Diane Oode : Oui, le racisme fragilise, surtout quand on y est confronté pour la première fois. Je suis arrivée en France avec un esprit ouvert, pleine de bienveillance et sans aucun jugement. Mais en retour, j’ai reçu des coups, au sens figuré bien sûr. C’est une violence qui choque. Je n’avais jamais imaginé que l’on puisse être traité de cette façon. C’est une expérience marquante et profondément injuste. Mais aujourd’hui, je ne laisse plus cela m’affecter. J’ai appris à faire face et à avancer. Je dis souvent : « Le problème du racisme appartient au raciste, pas à moi. » Maintenant, je ne leur laisse plus d’emprise sur ma vie.

Blois Capitale : En tant que médecin, vous appartenez pourtant à une profession très recherchée en France. Il y a un paradoxe dans la situation que vous avez vécue…

Diane Oode : Oui, il y a un vrai paradoxe. La France manque cruellement de médecins, et pourtant, ceux qui arrivent et qui veulent travailler rencontrent des obstacles immenses. Cela ne vient pas forcément de l’État, mais souvent d’un manque d’ouverture à l’échelle individuelle ou institutionnelle. Je pense que c’est un problème noir sur blanc, colonial. Ce n’est pas un problème d’aujourd’hui. Les choses sont faites de telle sorte que quand une personne racisée ou d’une minorité arrive, tout est mis en place pour qu’elle n’avance pas. Ces idéologies viennent d’un héritage de la colonisation.

Blois Capitale : Vous avez mentionné que l’écriture a été une thérapie pour vous. Comment cette idée de livre a-t-elle pris forme ?

Diane Oode : J’ai toujours écrit, même avant de venir en France. Mais ici, l’écriture est devenue un exutoire, un moyen de gérer la colère, la frustration et les difficultés. Chaque jour, je notais mes ressentis, mes expériences. Puis, un jour, j’ai relu tout ce que j’avais écrit et je me suis dit : « Pourquoi ne pas en faire un livre ? » Au départ, c’était surtout pour moi, mais en parlant de mon projet à mon entourage, j’ai compris que mon histoire pouvait toucher et aider d’autres personnes. Cela m’a donné la motivation pour structurer mes écrits et les partager avec un éditeur.

Blois Capitale : Votre livre s’achève sur de la gratitude et de la reconnaissance. Cela signifie-t-il que vos combats sont terminés ?

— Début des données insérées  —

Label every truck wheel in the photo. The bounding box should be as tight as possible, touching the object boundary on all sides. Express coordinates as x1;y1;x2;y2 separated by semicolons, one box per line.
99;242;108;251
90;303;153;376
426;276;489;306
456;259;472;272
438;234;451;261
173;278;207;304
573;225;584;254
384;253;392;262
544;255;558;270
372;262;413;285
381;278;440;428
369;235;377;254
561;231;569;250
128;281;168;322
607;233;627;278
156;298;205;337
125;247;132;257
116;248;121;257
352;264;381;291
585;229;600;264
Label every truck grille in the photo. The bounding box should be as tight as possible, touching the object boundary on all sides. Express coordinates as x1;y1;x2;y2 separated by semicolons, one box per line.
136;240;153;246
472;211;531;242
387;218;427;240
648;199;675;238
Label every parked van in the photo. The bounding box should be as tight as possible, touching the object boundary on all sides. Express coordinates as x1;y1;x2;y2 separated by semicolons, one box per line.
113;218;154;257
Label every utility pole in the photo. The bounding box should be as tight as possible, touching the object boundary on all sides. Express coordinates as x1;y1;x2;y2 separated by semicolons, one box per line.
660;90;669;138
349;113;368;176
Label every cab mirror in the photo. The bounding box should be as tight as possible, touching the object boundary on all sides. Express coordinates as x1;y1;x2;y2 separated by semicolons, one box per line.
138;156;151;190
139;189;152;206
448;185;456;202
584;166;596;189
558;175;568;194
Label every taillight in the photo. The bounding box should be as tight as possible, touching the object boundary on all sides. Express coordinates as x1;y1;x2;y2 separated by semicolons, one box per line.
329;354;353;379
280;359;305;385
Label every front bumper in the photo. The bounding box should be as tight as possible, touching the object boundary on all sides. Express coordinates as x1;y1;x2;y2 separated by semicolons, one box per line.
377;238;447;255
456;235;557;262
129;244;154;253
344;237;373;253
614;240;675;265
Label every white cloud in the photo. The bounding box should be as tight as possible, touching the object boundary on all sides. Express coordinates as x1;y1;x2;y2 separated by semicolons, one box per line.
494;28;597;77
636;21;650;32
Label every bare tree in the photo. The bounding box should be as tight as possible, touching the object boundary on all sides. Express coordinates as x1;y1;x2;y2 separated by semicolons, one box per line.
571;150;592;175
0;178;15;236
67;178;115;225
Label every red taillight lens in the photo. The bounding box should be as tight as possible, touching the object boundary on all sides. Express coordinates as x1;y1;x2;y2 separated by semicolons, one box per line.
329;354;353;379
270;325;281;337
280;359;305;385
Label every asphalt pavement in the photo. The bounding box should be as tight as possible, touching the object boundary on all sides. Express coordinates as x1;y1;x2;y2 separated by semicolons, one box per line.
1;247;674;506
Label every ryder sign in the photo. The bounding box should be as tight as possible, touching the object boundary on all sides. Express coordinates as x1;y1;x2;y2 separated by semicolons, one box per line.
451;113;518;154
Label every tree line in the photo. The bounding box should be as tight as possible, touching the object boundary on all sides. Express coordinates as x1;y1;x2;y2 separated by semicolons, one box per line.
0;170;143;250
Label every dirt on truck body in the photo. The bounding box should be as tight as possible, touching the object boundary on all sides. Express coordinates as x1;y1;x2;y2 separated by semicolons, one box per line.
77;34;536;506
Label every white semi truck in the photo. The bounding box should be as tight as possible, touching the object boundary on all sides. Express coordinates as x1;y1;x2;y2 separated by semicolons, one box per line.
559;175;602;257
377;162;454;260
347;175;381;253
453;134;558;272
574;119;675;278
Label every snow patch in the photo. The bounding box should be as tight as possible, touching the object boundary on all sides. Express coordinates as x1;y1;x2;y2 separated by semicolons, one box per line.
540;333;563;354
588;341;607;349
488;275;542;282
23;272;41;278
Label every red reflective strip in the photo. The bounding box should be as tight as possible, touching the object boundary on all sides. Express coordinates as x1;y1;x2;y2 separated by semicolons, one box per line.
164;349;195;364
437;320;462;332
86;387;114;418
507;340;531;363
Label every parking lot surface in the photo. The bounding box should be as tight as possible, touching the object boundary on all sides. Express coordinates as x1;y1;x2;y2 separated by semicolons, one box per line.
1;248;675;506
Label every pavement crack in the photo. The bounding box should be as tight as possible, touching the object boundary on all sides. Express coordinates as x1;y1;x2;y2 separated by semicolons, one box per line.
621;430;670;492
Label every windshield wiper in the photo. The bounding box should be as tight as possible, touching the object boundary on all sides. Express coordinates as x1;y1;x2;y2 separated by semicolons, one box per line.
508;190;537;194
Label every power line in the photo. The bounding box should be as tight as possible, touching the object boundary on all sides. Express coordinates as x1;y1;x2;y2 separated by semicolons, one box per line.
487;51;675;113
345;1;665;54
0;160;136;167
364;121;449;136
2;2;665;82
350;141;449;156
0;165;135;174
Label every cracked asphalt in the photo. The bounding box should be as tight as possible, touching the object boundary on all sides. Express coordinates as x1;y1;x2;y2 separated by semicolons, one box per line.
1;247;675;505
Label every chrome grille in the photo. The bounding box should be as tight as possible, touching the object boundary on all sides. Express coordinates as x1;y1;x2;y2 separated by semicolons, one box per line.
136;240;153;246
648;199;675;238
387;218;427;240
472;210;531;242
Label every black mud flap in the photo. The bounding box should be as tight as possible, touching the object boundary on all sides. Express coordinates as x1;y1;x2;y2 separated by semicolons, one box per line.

Diane Oode : Non, mes combats ne sont pas terminés. Mon premier combat était d’obtenir mon autorisation d’exercer, et je l’ai gagné. Aujourd’hui, mon combat est de transmettre ce que j’ai appris, d’informer et d’inspirer les autres, notamment les médecins étrangers qui arrivent en France. Mon objectif est que mon livre devienne une référence. Je veux partager des informations pratiques, raconter ce que j’ai vécu, et expliquer comment naviguer dans ce système complexe. Cela permettra, je l’espère, de faciliter le parcours de ceux qui viendront après moi.

Blois Capitale : Si la Diane d’il y a dix ans lisait votre livre, que ferait-elle ?

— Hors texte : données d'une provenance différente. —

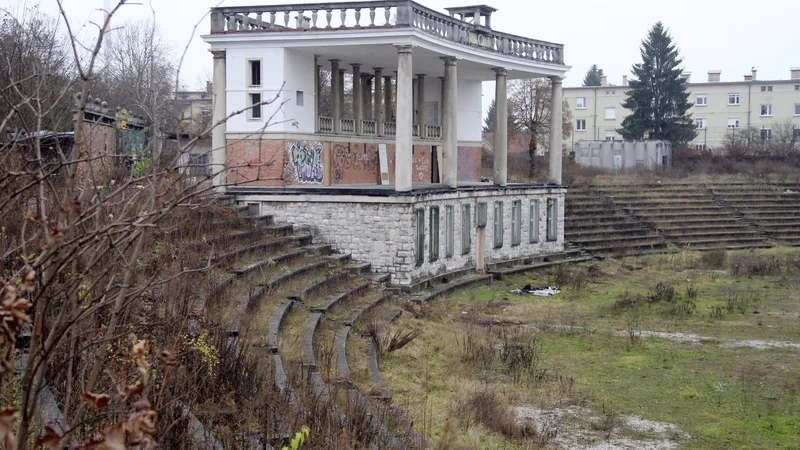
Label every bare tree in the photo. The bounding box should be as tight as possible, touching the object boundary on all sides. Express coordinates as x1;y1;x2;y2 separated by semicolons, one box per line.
508;78;573;178
770;119;799;157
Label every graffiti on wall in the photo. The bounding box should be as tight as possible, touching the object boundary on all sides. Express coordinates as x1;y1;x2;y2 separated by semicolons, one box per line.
287;141;324;184
458;147;480;181
332;143;377;184
412;152;431;182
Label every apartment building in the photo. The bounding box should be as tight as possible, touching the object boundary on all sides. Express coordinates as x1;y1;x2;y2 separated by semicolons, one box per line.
564;68;800;150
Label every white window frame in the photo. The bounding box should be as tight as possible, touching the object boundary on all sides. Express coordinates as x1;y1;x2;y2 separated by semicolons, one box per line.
444;205;454;258
793;127;800;140
246;58;262;88
695;118;707;129
576;119;586;131
429;206;440;262
493;201;504;249
511;200;521;246
576;97;586;109
696;94;707;106
546;198;557;242
604;131;616;141
247;92;263;121
728;93;740;105
727;117;740;129
605;107;616;120
760;104;772;117
296;91;304;107
461;204;471;255
794;104;800;116
760;128;772;141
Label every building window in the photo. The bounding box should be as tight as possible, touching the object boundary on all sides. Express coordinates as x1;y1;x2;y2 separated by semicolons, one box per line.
546;198;557;242
511;200;521;246
414;209;424;266
461;204;471;255
605;107;615;120
796;85;800;91
794;127;800;140
576;97;586;109
296;91;304;107
794;104;800;116
728;93;740;105
576;119;586;131
604;131;616;141
727;117;740;129
695;118;707;129
429;206;440;262
760;104;772;116
444;205;454;258
247;59;262;87
760;128;772;141
248;93;262;120
493;201;503;249
695;141;706;151
761;85;773;92
529;200;539;243
696;94;707;106
605;90;616;96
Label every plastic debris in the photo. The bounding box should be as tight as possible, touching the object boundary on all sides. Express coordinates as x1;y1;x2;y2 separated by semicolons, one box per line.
510;285;561;296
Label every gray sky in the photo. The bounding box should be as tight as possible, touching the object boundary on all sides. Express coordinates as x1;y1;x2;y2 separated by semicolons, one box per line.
6;0;799;113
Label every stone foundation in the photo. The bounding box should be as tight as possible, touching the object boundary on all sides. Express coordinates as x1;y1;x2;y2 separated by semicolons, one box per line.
235;185;565;285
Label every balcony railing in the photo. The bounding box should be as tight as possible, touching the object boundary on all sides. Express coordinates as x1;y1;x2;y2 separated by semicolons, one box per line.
341;118;356;134
424;124;441;139
210;1;564;65
318;116;333;133
383;122;396;136
362;120;377;135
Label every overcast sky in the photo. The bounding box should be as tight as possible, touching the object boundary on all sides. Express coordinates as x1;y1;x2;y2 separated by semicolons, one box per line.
5;0;799;114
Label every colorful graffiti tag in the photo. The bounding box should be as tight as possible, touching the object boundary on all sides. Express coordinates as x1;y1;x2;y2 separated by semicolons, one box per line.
457;147;480;181
332;144;378;184
288;141;324;184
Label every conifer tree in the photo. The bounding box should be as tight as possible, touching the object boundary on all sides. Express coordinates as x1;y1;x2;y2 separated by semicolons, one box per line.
582;64;604;87
618;22;696;147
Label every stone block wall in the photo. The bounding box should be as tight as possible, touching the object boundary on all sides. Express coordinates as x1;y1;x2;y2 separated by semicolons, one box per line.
253;186;565;285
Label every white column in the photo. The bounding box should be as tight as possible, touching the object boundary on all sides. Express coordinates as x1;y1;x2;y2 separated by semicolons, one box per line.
416;74;426;137
314;57;320;132
549;76;563;185
351;63;362;134
330;59;341;133
441;58;458;188
373;67;384;136
395;45;413;192
211;50;227;192
493;67;508;186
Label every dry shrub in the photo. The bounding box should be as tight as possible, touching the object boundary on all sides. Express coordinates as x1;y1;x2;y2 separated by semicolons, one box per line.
700;249;727;269
366;321;419;359
449;383;526;438
730;254;800;277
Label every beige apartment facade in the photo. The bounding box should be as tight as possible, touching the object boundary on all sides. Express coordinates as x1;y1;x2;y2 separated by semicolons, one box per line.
564;68;800;150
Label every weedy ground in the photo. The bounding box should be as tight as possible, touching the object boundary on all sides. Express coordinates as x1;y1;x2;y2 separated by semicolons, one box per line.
379;247;800;449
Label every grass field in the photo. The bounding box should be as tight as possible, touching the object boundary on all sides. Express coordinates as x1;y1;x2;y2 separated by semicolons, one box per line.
379;248;800;449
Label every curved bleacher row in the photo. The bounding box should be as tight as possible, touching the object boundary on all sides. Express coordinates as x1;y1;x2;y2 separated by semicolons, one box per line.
566;182;800;255
191;198;594;448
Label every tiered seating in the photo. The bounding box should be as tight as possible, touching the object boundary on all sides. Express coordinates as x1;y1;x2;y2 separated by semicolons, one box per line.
709;183;800;246
565;186;668;255
600;183;770;251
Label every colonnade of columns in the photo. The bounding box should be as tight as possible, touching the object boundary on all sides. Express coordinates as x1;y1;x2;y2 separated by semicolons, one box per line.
210;49;562;193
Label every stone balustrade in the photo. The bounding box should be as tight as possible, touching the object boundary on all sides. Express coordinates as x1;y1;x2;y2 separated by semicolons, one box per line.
362;120;377;135
424;124;441;139
383;121;396;136
341;118;356;134
210;1;564;65
318;116;334;133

Diane Oode : Elle réfléchirait. Elle ne viendrait pas en France sans préparation, c’est certain. À l’époque, j’étais en deuxième année de spécialité en pédiatrie à Libreville. J’avais un cabinet prêt à fonctionner. Si c’était à refaire, je terminerais tranquillement ma formation en pédiatrie J’aurais abordé les choses différemment.

Blois Capitale : Un dernier mot pour conclure cet entretien ?

Diane Oode : Oui, je voudrais remercier toutes les personnes qui m’ont soutenue dans mon parcours, en particulier ma sœur Annette, qui a toujours cru en moi. J’espère que mon livre pourra inspirer mes jeunes collègues, leur montrer que malgré les difficultés, il est possible de réussir, à condition d’être armé de patience, de détermination et d’intelligence.